Suppose you take actions a_t from an action space A and observe states s_t from a state space S (images, latent vectors, proprioception). A world model is a learned model that, given the current state and a sequence of future actions, predicts what will happen next. Formally, it defines a predictive distribution:

P_θ(s_t+1 | s_t-h:t, a_t)

that approximates the environment’s dynamics. This model can then be used for planning by simulating future trajectories and optimizing action sequences.

The Long-Horizon Challenge

While world models have become increasingly accurate, using them for planning over long horizons remains a stress test. Three main issues arise:

Ill-conditioned optimization: Gradient signals can vanish or explode over long trajectories, making it hard to adjust early actions.
Non-greedy structure: Optimal sequences often require coordination across many time steps, creating many local minima that trap gradient-based optimizers.
High-dimensional latent spaces: Modern world models operate in rich latent spaces (e.g., from vision encoders). Gradients through these brittle models can be noisy or uninformative.

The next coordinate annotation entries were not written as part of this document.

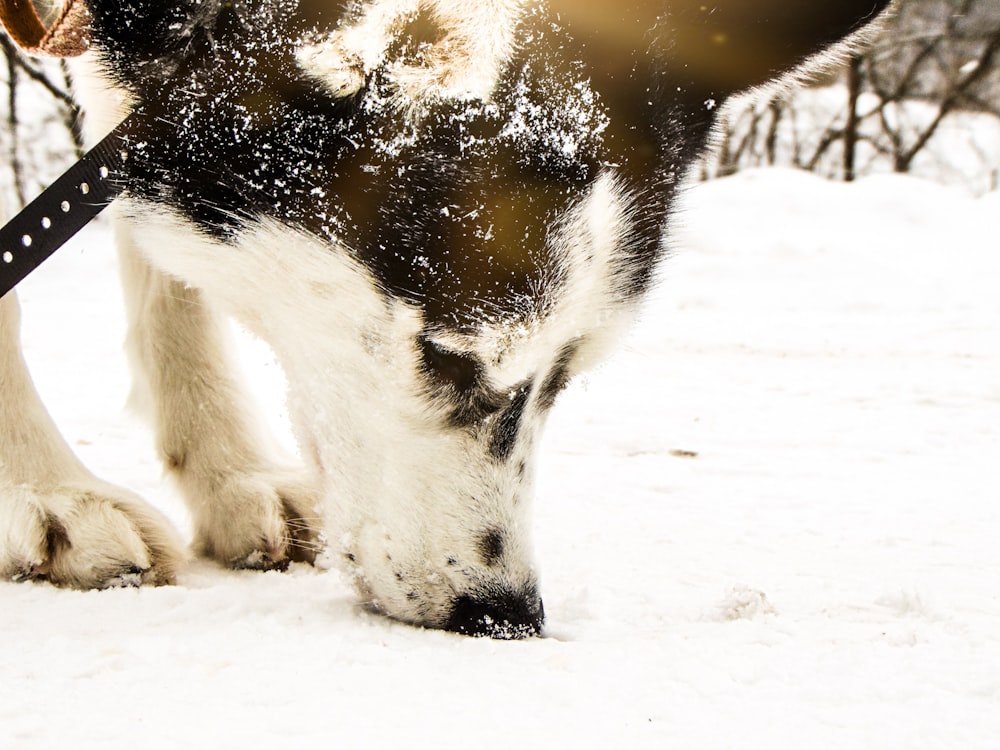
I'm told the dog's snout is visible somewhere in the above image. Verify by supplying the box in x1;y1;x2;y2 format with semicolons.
445;591;545;641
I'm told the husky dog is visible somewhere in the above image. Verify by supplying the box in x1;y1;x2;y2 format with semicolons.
0;0;887;638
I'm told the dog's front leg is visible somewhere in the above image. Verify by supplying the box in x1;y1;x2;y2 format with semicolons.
0;292;183;588
117;234;319;568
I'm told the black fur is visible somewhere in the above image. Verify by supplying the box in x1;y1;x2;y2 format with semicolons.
90;0;887;338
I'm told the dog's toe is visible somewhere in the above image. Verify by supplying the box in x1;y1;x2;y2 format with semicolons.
194;473;322;570
0;480;183;589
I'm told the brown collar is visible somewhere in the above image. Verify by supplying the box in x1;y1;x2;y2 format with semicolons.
0;0;90;57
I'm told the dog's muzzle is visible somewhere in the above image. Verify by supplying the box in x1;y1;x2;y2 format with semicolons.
444;590;545;641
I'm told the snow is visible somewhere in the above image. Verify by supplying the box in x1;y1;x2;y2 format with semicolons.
0;170;1000;749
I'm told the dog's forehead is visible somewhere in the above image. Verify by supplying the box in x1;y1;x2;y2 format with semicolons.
95;0;624;329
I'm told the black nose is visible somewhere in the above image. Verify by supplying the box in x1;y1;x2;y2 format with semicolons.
444;591;545;641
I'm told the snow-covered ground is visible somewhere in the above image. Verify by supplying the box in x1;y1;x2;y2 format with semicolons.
0;171;1000;750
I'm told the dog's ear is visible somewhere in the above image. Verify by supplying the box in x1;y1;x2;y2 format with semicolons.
549;0;890;100
663;0;890;96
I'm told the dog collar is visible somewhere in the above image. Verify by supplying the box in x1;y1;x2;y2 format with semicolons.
0;114;139;297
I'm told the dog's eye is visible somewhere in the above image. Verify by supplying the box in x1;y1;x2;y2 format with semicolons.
420;336;483;393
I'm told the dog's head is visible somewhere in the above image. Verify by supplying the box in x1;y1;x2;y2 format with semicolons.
80;0;892;637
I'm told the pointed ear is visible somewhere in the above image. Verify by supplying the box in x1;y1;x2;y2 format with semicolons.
661;0;890;98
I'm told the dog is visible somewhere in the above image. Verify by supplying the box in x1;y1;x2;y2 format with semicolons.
0;0;888;638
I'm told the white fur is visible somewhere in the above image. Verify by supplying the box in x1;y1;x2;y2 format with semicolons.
0;0;632;625
298;0;526;106
105;170;631;624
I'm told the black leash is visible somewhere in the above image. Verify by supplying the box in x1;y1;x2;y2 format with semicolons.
0;114;139;297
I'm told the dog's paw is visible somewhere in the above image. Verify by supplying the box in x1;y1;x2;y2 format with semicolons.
0;480;184;589
296;36;365;98
193;472;322;570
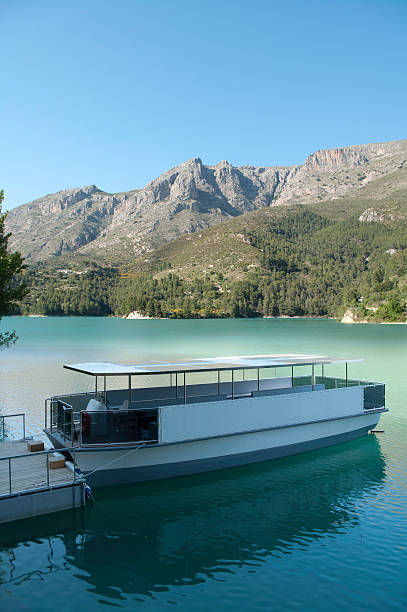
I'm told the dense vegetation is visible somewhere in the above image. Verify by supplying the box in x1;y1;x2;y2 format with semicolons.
12;209;407;321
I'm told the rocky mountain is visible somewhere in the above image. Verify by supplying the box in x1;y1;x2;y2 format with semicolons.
7;140;407;262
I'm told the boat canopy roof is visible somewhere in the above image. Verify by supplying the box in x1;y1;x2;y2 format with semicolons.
64;354;363;376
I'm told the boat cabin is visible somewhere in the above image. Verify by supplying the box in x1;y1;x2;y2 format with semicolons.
45;354;384;447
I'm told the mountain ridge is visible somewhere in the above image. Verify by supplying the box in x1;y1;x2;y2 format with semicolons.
7;140;407;262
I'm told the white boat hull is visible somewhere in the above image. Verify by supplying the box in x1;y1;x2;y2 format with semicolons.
75;410;382;485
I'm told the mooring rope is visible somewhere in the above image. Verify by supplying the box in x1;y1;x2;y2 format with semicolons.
80;441;147;480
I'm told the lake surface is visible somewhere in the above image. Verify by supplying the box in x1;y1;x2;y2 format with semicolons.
0;317;407;612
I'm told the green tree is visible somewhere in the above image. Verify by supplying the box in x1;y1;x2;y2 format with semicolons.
0;190;27;347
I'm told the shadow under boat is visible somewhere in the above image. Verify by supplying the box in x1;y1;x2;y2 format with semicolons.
0;436;385;599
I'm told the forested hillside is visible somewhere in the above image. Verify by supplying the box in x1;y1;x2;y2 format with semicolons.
14;207;407;321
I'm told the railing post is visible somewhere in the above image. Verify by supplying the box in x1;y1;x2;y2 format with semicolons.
8;456;13;495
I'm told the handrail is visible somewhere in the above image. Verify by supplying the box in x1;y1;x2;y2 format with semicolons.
0;412;26;442
0;447;85;498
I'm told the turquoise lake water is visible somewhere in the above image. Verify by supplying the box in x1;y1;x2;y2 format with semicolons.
0;317;407;612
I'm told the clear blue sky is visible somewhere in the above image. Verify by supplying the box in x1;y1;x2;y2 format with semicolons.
0;0;407;209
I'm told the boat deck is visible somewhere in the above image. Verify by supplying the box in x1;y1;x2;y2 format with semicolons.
0;441;78;496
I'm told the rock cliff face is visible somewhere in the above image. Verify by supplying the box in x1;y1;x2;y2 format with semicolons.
7;140;407;261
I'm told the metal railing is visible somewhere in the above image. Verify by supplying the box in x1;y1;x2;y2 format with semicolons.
0;447;85;498
0;412;26;442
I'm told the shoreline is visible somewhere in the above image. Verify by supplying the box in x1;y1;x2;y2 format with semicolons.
7;314;407;325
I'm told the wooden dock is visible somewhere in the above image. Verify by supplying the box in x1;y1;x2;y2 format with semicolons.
0;441;86;523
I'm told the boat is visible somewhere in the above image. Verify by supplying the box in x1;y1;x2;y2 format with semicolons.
44;354;387;486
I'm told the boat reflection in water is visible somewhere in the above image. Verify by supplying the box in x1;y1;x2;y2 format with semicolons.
1;436;385;600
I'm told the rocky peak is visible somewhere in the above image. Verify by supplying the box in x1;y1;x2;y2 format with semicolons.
304;147;369;170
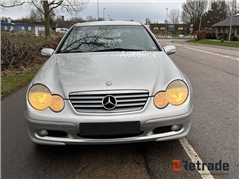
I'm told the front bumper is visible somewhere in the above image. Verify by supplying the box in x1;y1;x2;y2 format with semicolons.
25;97;193;145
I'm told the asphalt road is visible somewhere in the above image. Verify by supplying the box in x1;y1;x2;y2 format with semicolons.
1;41;239;179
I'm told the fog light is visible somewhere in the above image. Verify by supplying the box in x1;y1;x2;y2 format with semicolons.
38;130;48;136
171;124;182;131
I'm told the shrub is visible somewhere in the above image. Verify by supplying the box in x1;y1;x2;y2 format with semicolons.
1;33;61;71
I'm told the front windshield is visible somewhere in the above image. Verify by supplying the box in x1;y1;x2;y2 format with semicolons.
59;25;159;53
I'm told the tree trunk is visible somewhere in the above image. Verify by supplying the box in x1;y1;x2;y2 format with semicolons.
43;1;50;39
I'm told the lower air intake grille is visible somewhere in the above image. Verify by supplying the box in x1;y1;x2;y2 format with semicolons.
69;90;149;113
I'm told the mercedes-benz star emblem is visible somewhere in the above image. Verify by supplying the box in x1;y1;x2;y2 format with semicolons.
102;95;117;110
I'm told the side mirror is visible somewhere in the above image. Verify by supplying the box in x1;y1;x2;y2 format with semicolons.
163;45;177;55
41;48;54;57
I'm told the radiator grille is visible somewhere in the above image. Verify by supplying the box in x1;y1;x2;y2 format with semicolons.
69;90;149;113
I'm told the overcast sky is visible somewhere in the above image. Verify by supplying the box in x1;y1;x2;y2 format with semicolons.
0;0;185;22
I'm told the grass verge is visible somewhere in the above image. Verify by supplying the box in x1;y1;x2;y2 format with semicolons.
186;39;239;48
1;65;41;99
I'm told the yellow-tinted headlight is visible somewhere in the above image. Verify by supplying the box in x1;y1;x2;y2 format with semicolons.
49;95;64;112
28;85;51;110
154;92;168;108
166;80;188;106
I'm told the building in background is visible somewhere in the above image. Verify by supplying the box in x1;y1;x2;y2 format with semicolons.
150;23;189;36
1;20;45;34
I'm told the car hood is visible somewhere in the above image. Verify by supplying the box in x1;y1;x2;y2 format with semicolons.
32;52;182;98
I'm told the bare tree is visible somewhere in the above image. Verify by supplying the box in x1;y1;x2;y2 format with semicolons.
168;9;180;24
0;0;88;38
181;0;208;30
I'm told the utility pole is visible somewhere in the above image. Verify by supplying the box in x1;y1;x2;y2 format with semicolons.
103;8;106;21
97;0;99;20
198;12;204;31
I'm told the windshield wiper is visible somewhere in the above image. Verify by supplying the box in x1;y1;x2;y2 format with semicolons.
92;48;144;52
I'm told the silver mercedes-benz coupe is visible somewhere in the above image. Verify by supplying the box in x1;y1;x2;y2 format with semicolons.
25;21;193;145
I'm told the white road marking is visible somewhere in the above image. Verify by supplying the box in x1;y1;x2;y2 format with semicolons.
179;137;214;179
182;46;239;61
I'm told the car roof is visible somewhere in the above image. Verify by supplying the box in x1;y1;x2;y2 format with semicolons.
75;21;141;26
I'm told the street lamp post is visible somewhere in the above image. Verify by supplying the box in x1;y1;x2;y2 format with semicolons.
103;8;106;21
228;3;233;43
198;13;204;31
165;8;168;38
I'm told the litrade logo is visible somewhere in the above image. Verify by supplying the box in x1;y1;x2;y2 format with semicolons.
172;159;182;172
172;159;229;172
120;51;157;58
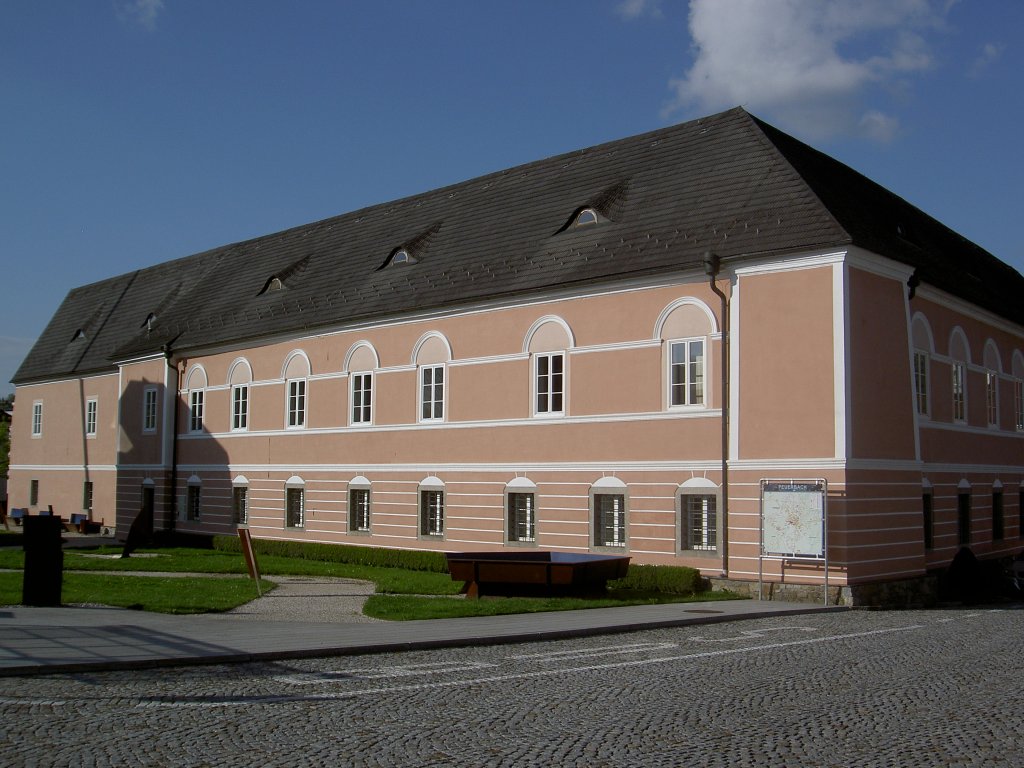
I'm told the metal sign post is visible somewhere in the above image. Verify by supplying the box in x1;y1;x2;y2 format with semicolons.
758;478;828;605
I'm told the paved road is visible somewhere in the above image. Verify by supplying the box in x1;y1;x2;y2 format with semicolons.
0;608;1024;768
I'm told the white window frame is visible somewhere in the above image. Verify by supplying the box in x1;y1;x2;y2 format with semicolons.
667;336;708;409
419;362;447;422
532;351;568;418
285;379;309;429
231;482;249;525
85;397;99;437
913;349;932;419
231;384;249;432
348;371;374;425
1014;379;1024;432
679;488;719;552
185;480;203;521
505;488;537;545
419;485;444;539
952;360;967;423
188;389;206;433
985;370;999;427
142;387;160;432
591;488;629;550
348;485;371;534
285;485;306;528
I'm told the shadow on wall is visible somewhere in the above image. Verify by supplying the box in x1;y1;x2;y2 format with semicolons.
116;375;232;543
938;547;1024;605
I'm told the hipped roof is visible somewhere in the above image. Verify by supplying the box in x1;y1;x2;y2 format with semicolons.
14;108;1024;384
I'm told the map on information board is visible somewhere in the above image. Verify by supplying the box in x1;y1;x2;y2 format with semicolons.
761;480;825;558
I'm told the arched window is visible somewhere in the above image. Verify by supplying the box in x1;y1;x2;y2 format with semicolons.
505;477;537;545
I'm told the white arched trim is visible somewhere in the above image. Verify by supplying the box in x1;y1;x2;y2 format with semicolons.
227;357;253;384
185;362;208;389
522;314;575;354
910;311;935;354
947;326;971;364
410;331;452;366
281;349;313;379
652;296;718;339
679;477;718;490
342;339;381;371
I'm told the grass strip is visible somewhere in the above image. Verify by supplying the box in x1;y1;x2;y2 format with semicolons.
0;573;278;613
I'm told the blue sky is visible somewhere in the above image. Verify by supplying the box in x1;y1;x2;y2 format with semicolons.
0;0;1024;393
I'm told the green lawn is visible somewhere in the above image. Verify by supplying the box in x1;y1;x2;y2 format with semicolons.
0;548;735;621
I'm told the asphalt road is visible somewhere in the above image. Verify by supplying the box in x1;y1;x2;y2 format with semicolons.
0;606;1024;768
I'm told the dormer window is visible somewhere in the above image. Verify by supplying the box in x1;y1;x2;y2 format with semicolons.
572;208;598;226
391;248;416;265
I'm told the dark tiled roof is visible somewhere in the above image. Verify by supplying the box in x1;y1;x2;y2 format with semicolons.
15;109;1024;382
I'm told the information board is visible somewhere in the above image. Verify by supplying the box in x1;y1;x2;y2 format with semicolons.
761;480;825;559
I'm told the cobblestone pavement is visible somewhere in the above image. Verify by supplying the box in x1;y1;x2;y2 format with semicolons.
0;606;1024;768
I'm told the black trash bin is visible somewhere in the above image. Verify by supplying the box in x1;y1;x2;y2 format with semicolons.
22;515;63;606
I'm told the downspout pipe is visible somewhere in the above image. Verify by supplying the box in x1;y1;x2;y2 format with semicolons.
162;344;181;532
703;251;729;579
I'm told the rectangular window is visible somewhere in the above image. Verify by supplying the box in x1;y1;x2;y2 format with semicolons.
420;490;444;536
188;390;205;432
285;488;305;528
913;352;930;416
185;485;202;520
992;490;1006;542
985;371;999;427
32;402;43;437
535;352;565;415
142;387;157;432
85;400;99;437
669;340;703;406
956;492;971;547
594;494;626;547
348;488;370;531
681;494;718;552
921;493;935;549
352;374;374;424
953;362;967;421
231;384;249;432
508;494;537;542
1014;381;1024;432
288;379;306;427
420;366;444;421
231;485;249;525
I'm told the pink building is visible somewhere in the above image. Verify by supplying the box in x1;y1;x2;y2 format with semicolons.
9;109;1024;601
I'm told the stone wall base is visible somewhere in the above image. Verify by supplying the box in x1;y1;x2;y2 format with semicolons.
709;575;939;608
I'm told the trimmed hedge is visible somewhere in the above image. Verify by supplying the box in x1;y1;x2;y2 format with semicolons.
213;536;447;573
608;564;709;595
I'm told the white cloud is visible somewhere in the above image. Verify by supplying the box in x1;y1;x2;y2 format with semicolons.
970;43;1007;77
615;0;662;18
115;0;164;30
666;0;948;140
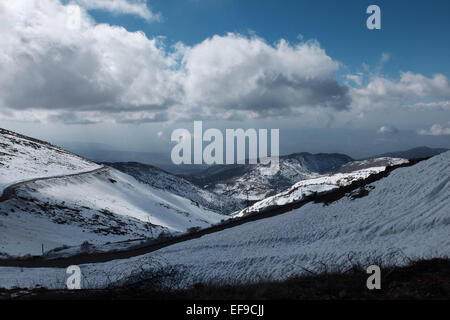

Standard gradient-based planners often fail when horizons extend beyond a few steps. This fragility motivated the design of GRASP.

GRASP: Three Key Innovations

GRASP introduces three core ideas that together make gradient-based planning robust even for long horizons:

1. Parallel Trajectory Lifting

Instead of optimizing actions sequentially over time, GRASP lifts the entire trajectory into a set of virtual states. This reframes the optimization as a parallel problem: all time steps can be updated simultaneously, which improves gradient flow and reduces the risk of vanishing signals. The trajectory becomes a batch of independent optimization variables, each corresponding to a time step, and the world model’s predictions are computed in parallel.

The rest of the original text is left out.